Sunday, March 29, 2020

Radyta | Lima Belas

Ternyata Panji mengajak kami berdua makan malam di salah satu cafe di daerah Dago. Yang menurutku, baru dibuka akhir - akhir ini karena selama aku kuliah, aku belum pernah melihat cafe itu sepanjang jalan di Dago. Sepanjang jalan, Ado dan Panji sibuk membahas soal karir 'modelling' Panji yang ternyata diawali dengan ketidaksengajaan. Aku pun juga baru mengetahui kalau Panji, Rangga dan Fadly berasal dari satu agensi yang sama. Jadi, setiap ada permintaan syuting seperti iklan, video clip, atau mini film yang berlatar di Bandung dan sekitarnya, agensi mereka selalu yang diutamakan. 

"Lumayan banget itu ya, Bang duitnya buat jajan kopi. Jadi gak ganggu uang gaji," ceplos Ado saat Panji selesai menjelaskan panjang lebar. 

"Banget, makanya ya enjoy juga sih jalaninnya. Nambah temen, nambah pengalaman, nambah channel kenalan juga. Jadi ya seru sih," jawab Panji saat itu. 

Kami pun makan malam bertiga dengan suasana yang tidak jauh - jauh dari mengobrol serius, bercanda, lalu tertawa bersama - sama. Sepanjang makan malam, banyak cerita dari Panji, bahkan Ado yang membuatku terkejut bahkan sampai tertawa. Satu hal yang aku baru sadari, Ado benar - benar sudah bukan 'anak kecil' lagi, karena ia hanpir bisa mengobrol banyak hal denganku, juga Panji yang punya keseharian amat berbeda dengan dirinya. Aku cukup senang karena Ado bisa menemaniku malam ini, walaupun kedatangannya ke Bandung membuat aku, Papa dan Mama sedikit 'terkejut.' 

"Kapan balik ke Semarang, Do?" tanya Panji pada Ado, saat ia sudah selesai menyantap makanan. 

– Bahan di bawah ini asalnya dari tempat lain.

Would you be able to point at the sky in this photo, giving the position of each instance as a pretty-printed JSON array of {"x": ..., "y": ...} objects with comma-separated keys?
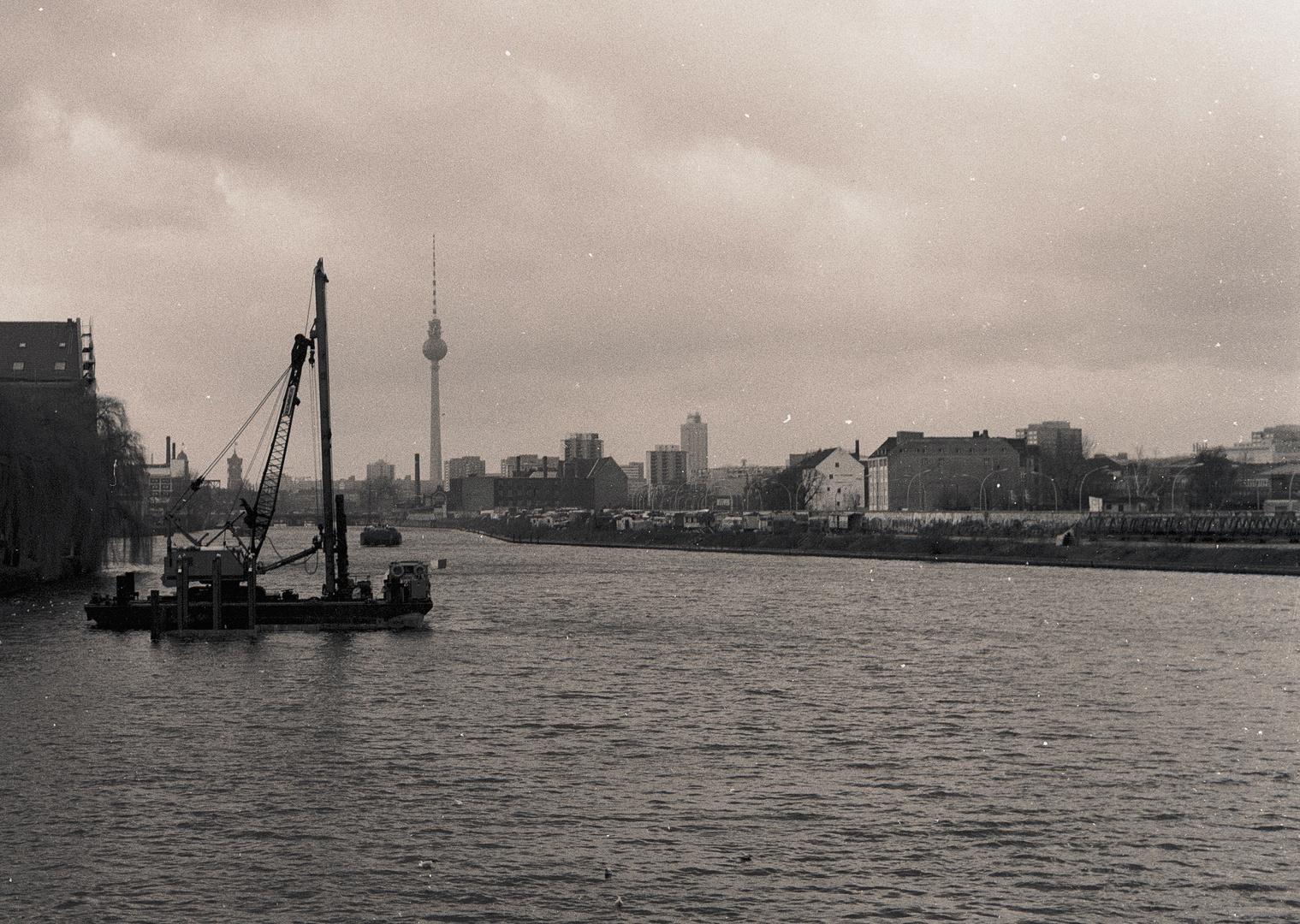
[{"x": 813, "y": 222}]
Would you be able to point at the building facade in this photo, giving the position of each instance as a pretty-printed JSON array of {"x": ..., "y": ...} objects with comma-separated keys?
[
  {"x": 914, "y": 472},
  {"x": 584, "y": 446},
  {"x": 832, "y": 480},
  {"x": 380, "y": 471},
  {"x": 465, "y": 467},
  {"x": 1270, "y": 446},
  {"x": 638, "y": 483},
  {"x": 435, "y": 351},
  {"x": 666, "y": 465},
  {"x": 694, "y": 443}
]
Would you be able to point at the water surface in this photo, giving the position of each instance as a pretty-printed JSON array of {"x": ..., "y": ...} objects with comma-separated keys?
[{"x": 733, "y": 737}]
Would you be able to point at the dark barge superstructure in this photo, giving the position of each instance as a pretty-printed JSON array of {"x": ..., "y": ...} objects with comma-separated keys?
[{"x": 216, "y": 586}]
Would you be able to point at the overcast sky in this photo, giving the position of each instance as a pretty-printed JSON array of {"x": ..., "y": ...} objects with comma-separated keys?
[{"x": 810, "y": 222}]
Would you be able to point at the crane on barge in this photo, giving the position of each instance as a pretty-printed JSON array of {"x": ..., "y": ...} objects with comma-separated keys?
[{"x": 343, "y": 603}]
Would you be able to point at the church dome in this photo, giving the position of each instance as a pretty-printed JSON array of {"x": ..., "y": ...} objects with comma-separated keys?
[{"x": 435, "y": 348}]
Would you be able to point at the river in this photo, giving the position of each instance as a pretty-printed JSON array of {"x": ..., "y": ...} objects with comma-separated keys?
[{"x": 732, "y": 737}]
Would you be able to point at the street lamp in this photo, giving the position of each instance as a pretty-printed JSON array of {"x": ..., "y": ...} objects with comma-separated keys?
[
  {"x": 1174, "y": 486},
  {"x": 982, "y": 485},
  {"x": 1100, "y": 468},
  {"x": 908, "y": 500}
]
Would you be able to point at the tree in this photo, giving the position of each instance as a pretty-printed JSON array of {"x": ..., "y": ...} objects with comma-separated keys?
[{"x": 1210, "y": 481}]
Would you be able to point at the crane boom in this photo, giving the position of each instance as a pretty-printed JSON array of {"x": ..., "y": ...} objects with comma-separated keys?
[{"x": 260, "y": 515}]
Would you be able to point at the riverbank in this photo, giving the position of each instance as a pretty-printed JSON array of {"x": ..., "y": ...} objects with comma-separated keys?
[{"x": 1220, "y": 558}]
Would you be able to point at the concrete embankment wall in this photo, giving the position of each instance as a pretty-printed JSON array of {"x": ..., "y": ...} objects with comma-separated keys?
[
  {"x": 897, "y": 521},
  {"x": 1227, "y": 558}
]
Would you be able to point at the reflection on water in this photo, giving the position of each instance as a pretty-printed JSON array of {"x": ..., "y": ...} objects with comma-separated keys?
[{"x": 878, "y": 738}]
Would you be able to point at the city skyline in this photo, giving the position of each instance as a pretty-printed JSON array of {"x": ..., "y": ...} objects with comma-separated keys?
[{"x": 810, "y": 227}]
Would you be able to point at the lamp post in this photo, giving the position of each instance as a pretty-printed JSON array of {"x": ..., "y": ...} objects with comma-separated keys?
[
  {"x": 962, "y": 475},
  {"x": 1056, "y": 498},
  {"x": 982, "y": 485},
  {"x": 1172, "y": 488},
  {"x": 1100, "y": 468},
  {"x": 908, "y": 500}
]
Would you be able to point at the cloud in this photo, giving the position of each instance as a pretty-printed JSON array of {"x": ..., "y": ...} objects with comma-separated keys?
[{"x": 743, "y": 208}]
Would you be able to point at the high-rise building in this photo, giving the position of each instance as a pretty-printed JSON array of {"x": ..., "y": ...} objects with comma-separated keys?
[
  {"x": 515, "y": 467},
  {"x": 666, "y": 465},
  {"x": 1054, "y": 438},
  {"x": 435, "y": 351},
  {"x": 234, "y": 473},
  {"x": 584, "y": 446},
  {"x": 465, "y": 467},
  {"x": 694, "y": 443},
  {"x": 380, "y": 471}
]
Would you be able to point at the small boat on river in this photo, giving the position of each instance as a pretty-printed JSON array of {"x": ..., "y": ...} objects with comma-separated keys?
[{"x": 380, "y": 535}]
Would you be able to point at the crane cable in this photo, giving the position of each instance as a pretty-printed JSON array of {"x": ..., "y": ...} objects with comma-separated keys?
[{"x": 197, "y": 483}]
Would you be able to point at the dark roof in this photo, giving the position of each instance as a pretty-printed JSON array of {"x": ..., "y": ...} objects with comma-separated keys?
[{"x": 33, "y": 351}]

"Ke Jakarta dulu sih, Bang. Mau magang juga soalnya di Jakarta," jawab Ado sambil menghabiskan suapan terakhirnya. 

"Oh gitu, kapan balik Jakarta berarti?" 

"Senin sih rencana. Soalnya minggu depan mau ke Bandung lagi, nganter Papa sama Mama ketemu ini nih si Princess Dyta," jawab Ado setengah tersenyum meledek ke arahku. Aku hanya bisa menggelengkan kepala melihat tingkahnya yang selalu jahil. 

"Oh iya? Minggu depan Papa sama Mama mau ke Bandung?" tanya Panji, tapi menatap ke arahku. 

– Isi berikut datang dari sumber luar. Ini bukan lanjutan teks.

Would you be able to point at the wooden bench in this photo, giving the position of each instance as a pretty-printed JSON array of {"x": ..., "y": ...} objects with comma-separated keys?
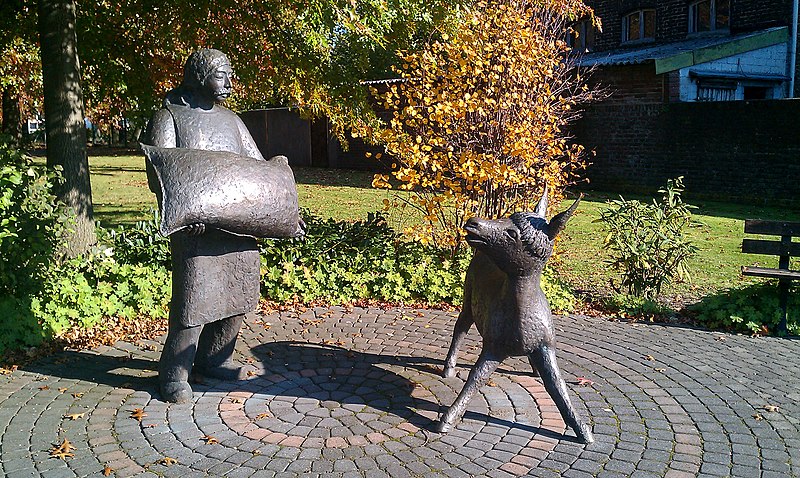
[{"x": 784, "y": 249}]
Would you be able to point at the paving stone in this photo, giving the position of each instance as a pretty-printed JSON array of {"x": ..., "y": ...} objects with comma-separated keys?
[{"x": 347, "y": 410}]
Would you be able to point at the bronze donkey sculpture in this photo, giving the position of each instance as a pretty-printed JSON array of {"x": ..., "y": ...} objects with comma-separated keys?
[{"x": 504, "y": 299}]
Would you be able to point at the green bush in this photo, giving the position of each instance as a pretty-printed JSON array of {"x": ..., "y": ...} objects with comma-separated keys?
[
  {"x": 340, "y": 262},
  {"x": 81, "y": 292},
  {"x": 140, "y": 243},
  {"x": 42, "y": 296},
  {"x": 647, "y": 241},
  {"x": 343, "y": 262},
  {"x": 748, "y": 309}
]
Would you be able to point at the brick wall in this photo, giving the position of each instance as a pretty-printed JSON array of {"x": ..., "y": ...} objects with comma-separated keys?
[{"x": 738, "y": 151}]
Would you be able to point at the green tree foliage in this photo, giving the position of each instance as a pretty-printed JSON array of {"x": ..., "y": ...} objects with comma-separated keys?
[
  {"x": 311, "y": 55},
  {"x": 20, "y": 68}
]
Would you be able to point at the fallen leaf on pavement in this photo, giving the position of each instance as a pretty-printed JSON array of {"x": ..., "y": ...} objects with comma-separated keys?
[
  {"x": 167, "y": 461},
  {"x": 62, "y": 451},
  {"x": 138, "y": 414}
]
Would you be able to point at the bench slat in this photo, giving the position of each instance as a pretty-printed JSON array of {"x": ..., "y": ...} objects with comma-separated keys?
[
  {"x": 771, "y": 273},
  {"x": 775, "y": 248},
  {"x": 774, "y": 228}
]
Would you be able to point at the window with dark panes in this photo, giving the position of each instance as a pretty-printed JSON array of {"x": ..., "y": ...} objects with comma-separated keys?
[
  {"x": 709, "y": 15},
  {"x": 639, "y": 25}
]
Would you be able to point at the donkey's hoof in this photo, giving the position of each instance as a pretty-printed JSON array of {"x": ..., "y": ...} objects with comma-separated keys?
[
  {"x": 443, "y": 427},
  {"x": 585, "y": 434},
  {"x": 176, "y": 392}
]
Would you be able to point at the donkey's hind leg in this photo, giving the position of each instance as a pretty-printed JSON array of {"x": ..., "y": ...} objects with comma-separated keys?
[
  {"x": 544, "y": 360},
  {"x": 486, "y": 364}
]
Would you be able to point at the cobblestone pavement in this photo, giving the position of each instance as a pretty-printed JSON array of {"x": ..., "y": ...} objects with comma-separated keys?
[{"x": 337, "y": 392}]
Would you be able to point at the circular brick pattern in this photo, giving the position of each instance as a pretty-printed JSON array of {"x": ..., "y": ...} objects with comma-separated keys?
[{"x": 354, "y": 393}]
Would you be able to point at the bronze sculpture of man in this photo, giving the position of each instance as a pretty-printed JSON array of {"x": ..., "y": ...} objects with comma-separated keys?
[{"x": 215, "y": 277}]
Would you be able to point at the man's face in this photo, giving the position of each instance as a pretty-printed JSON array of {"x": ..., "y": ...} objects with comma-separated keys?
[{"x": 218, "y": 83}]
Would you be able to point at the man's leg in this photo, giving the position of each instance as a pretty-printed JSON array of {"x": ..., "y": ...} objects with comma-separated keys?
[
  {"x": 176, "y": 362},
  {"x": 215, "y": 349}
]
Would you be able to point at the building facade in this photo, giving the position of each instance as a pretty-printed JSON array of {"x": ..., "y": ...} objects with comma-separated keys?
[{"x": 677, "y": 50}]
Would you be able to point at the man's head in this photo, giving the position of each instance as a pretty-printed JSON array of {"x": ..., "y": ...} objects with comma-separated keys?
[{"x": 207, "y": 72}]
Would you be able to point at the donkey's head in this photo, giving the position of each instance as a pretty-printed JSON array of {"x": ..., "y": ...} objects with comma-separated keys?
[{"x": 521, "y": 244}]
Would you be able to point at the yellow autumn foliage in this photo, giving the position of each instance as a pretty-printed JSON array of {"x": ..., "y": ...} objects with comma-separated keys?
[{"x": 478, "y": 125}]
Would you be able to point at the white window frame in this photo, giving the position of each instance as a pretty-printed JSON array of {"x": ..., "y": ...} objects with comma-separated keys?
[
  {"x": 712, "y": 8},
  {"x": 626, "y": 23},
  {"x": 581, "y": 37}
]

"Rencananya sih gitu," jawabku santai. Panji pun mengangguk lalu tersenyum pada Ado. 

"Mau jalan kemana, Do? Mumpung di Bandung, biar aku anterin," ujar Panji lagi yang disambut dengan mata berbinar oleh Ado. 

"Beneran nih, Bang?" Ado langsung menatap Panji bersemangat, diikuti anggukan dari Panji, "Dyt, gue saranin lo balik aja sih, ini udah boys time..." ledek Ado lagi diikuti tawa dariku dan Panji. 

"Emang punya adek gak ada sopan - sopannya," ujarku setengah gemas pada Ado.